Mecâz Ne Demektir?

NE NEDİR?

Mecâz ne demektir? Kısaca anlamı nedir?

Bir kelimenin hakiki anlamının dışında bir anlamda kullanılmasına denir. Kelimenin hakiki anlamda kullanılmadığını gösteren bir alâka veya bir karîne vardır. Alâka sözü duyan kişinin zihninde hakiki mana ile mecâzi mana arasında kurulan bağlantı demektir. Alâka'nın bir çok çeşidi vardır. Alâka, teşbih (benzetmeli) veya gayr-i teşbih (benzetmesiz) olabilir. Birincisi istiâre, ikincisi mecâz-i mürsel olur. Karîne, lafzın hakiki manada kullanılmadığını gösteren belirtiye denir. Karîne, duyu organlarıyla elde edilen bilgiye, lafzı kuşatan şartlara veya şer'î esaslara dayalı olabilir. Mecaz iki kısımdır:

Mecâz-ı Aklî: Buna mecâz-ı terkib veya mecâz-ı isnad da denir. Bu mecâzda alâka mülâbesedir. Mülâbese; fiili ilgisinden dolayı bizzat işleyene değil işleyenden başkasına nispet etmektir. Meselâ; "...Mü'minlere Allah'ın âyetleri okunduğu zaman o âyetler, onların imanlarını artırır." (Enfâl, 8/2) âyetinde Allah'ın fiili olan "artırma" âyetlere nispet edilmiştir. Âyetler imanın artmasına sebep olmuştur, ancak fiil, Allah'ın'dır. "Firavun İsrâiloğullarının erkek çocuklarını boğazlıyordu..." (Kasas, 28/4) âyetinde kesme fiili, Firavuna nispet edilmiştir. Halbuki kesme işini bizzat Firavun değil adamları yapmıştır. Ancak kestiren Firavun'dur. Mecâz-i Aklî'de fiil; fiilin sebebine, mekânına, zamanına, masdarına, fâiline veya mef'ûlune isnat edilebilir.

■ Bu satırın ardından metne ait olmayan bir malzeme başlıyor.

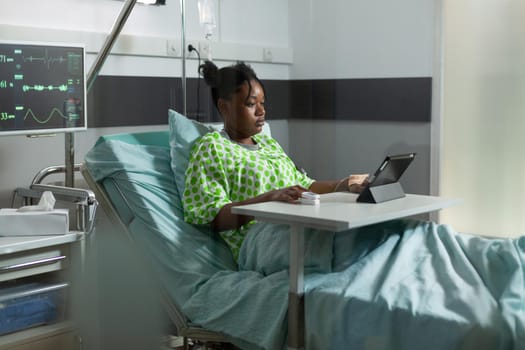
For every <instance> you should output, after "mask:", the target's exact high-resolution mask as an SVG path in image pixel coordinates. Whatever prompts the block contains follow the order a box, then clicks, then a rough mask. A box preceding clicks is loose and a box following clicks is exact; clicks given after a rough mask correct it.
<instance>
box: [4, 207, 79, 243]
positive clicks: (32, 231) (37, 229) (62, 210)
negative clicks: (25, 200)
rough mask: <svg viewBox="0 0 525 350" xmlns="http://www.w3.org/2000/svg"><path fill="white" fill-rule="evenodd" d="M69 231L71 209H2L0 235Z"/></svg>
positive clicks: (58, 233)
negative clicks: (69, 218)
mask: <svg viewBox="0 0 525 350" xmlns="http://www.w3.org/2000/svg"><path fill="white" fill-rule="evenodd" d="M68 231H69V211H68V210H67V209H53V210H49V211H24V212H19V211H16V209H0V236H43V235H61V234H62V235H63V234H65V233H67V232H68Z"/></svg>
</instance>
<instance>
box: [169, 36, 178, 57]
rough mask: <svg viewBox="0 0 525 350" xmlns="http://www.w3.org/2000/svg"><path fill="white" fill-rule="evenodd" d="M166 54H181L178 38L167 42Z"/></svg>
mask: <svg viewBox="0 0 525 350" xmlns="http://www.w3.org/2000/svg"><path fill="white" fill-rule="evenodd" d="M166 54H167V55H168V56H174V57H177V56H180V42H179V41H178V40H168V41H167V42H166Z"/></svg>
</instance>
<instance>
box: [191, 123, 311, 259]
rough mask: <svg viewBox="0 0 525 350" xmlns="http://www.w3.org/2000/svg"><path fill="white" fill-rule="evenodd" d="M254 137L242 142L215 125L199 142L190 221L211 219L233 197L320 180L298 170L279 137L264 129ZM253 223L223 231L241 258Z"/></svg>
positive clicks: (191, 204) (232, 246) (193, 158)
mask: <svg viewBox="0 0 525 350" xmlns="http://www.w3.org/2000/svg"><path fill="white" fill-rule="evenodd" d="M253 140H254V141H255V142H256V145H255V146H254V147H249V146H247V145H240V144H238V143H236V142H233V141H231V140H229V138H228V136H227V135H226V134H224V133H221V132H218V131H215V132H211V133H208V134H206V135H204V136H203V137H202V138H200V139H199V140H198V141H197V142H196V143H195V145H194V146H193V149H192V152H191V155H190V160H189V164H188V169H187V170H186V183H185V189H184V193H183V198H182V203H183V206H184V218H185V220H186V221H187V222H189V223H192V224H197V225H203V224H209V223H211V221H213V219H214V218H215V216H216V215H217V214H218V212H219V210H220V209H221V208H222V207H223V206H224V205H226V204H228V203H231V202H239V201H243V200H246V199H249V198H252V197H255V196H257V195H259V194H262V193H265V192H268V191H271V190H274V189H279V188H283V187H288V186H293V185H300V186H303V187H305V188H309V187H310V185H311V184H312V182H313V181H314V180H312V179H310V178H309V177H307V176H306V175H305V174H303V173H302V172H300V171H299V170H297V168H296V166H295V164H294V163H293V162H292V160H291V159H290V158H289V157H288V156H287V155H286V153H285V152H284V150H283V149H282V148H281V146H280V145H279V144H278V143H277V141H275V140H274V139H273V138H271V137H270V136H268V135H264V134H258V135H255V136H253ZM252 223H253V222H252ZM252 223H249V224H247V225H244V226H243V227H241V228H240V229H238V230H233V231H224V232H221V236H222V237H223V238H224V240H225V241H226V242H227V243H228V245H229V246H230V248H231V250H232V253H233V255H234V256H235V258H237V256H238V253H239V249H240V247H241V244H242V241H243V239H244V236H245V235H246V233H247V231H248V228H249V226H250V225H251V224H252Z"/></svg>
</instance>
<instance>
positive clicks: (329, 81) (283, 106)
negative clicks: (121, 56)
mask: <svg viewBox="0 0 525 350" xmlns="http://www.w3.org/2000/svg"><path fill="white" fill-rule="evenodd" d="M263 83H264V85H265V89H266V102H267V103H266V110H267V117H268V118H269V119H271V118H272V117H273V118H276V119H288V118H293V119H322V120H369V121H413V122H429V121H430V111H431V96H432V79H431V78H429V77H424V78H379V79H322V80H264V81H263ZM186 84H187V96H188V106H187V110H188V116H189V117H190V118H192V119H196V120H199V121H203V122H210V121H220V120H221V119H220V117H219V115H218V113H217V111H216V110H215V108H214V106H213V103H212V101H211V96H210V93H209V88H208V86H207V85H206V84H205V83H204V81H203V80H202V79H196V78H190V79H188V80H187V83H186ZM181 101H182V88H181V80H180V78H162V77H123V76H99V77H98V78H97V80H96V81H95V84H94V86H93V89H92V90H91V92H90V93H89V96H88V126H89V127H108V126H137V125H155V124H166V123H167V111H168V109H169V108H173V109H175V110H178V111H181V110H182V103H181Z"/></svg>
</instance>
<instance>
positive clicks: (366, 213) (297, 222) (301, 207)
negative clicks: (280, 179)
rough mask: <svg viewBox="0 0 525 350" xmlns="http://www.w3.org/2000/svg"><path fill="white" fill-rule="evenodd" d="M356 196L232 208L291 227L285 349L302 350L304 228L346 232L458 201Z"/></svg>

Mecâz-ı Lügavî: Buna mecâz-ı müfred de denir. Bu mecâz lafzın ilk konulduğu mananın dışında bir manada kullanılmasıdır. Üç çeşidi vardır: Mecâz-i mürsel, hazf ve istiare.

Mecâz-ı Mürsel: Alâka gayr-ı müşabehdir. Yani "teşbîh" ve "istiâre" sanatındaki benzetme olmaksızın bir kelimeyi asıl anlamından başka bir anlamda kullanmaktır. Meselâ; "sobayı yaktım" cümlesinde soba zikredilmiş içindekiler kastedilmiştir. Bu tür mecâz Kur'ân'da çok geçmektedir. Bu mecâzda; bir şeyin bütünü zikredilir bir parçası kastedilir. "...Parmaklarını kulaklarına tıkarlar..." (Bakara, 2/19) âyetinde parmakların tamamı zikredilmiş, ancak iki parmağın ucu kastedilmiştir. Bir şeyin cüz'ü zikredilir, bütünü kastedilir. Meselâ "...Rüku edin." (Bakara, 2/43) âyetinde namazın cüz'ü zikredilmiş, tamamı kastedilmiştir. Tekil lafız zikredilir, bununla çoğul kastedilir. Meselâ "İkiniz Firavun'a gidin ve `biz âlemlerin Rabbının elçisiyiz' deyiniz." âyetinde (Şuarâ, 26/16) "rasûl" kelimesi tekil olarak zikredilmiş, bununla iki elçi kastedilmiştir. Müsebbeb zikredilir, sebep kastedilir. "...Sizin için gökten rızık indiriyor..." (Mü'min, 40/13) âyetinde "rızık" zikredilmiş, bununla rızka sebep olan yağmur kastedilmiştir. Süyûtî, el-İtkân adlı eserinde 20 çeşit mecâz-ı mürsel zikretmiştir.

Hazf: Bir cümlede harf, fiil ve ismin veya mahzuf ismin hazfedilmesi ile yapılan mecâzdır. Cümlede mahzufu belirleyen bir karine bulunur. (bk. Îcâz)

İstiâre ise, teşbih (benzetme) sanatının ana ögelerinden sadece biri ile yapılan benzetmedir. (bk. İstiâre)

Hakiki mana mümkün oldukça mecâzi manaya gidilmez. Sözde asıl olan hakiki manadır. Alâka ve karine varsa mecâzi manaya gidilir.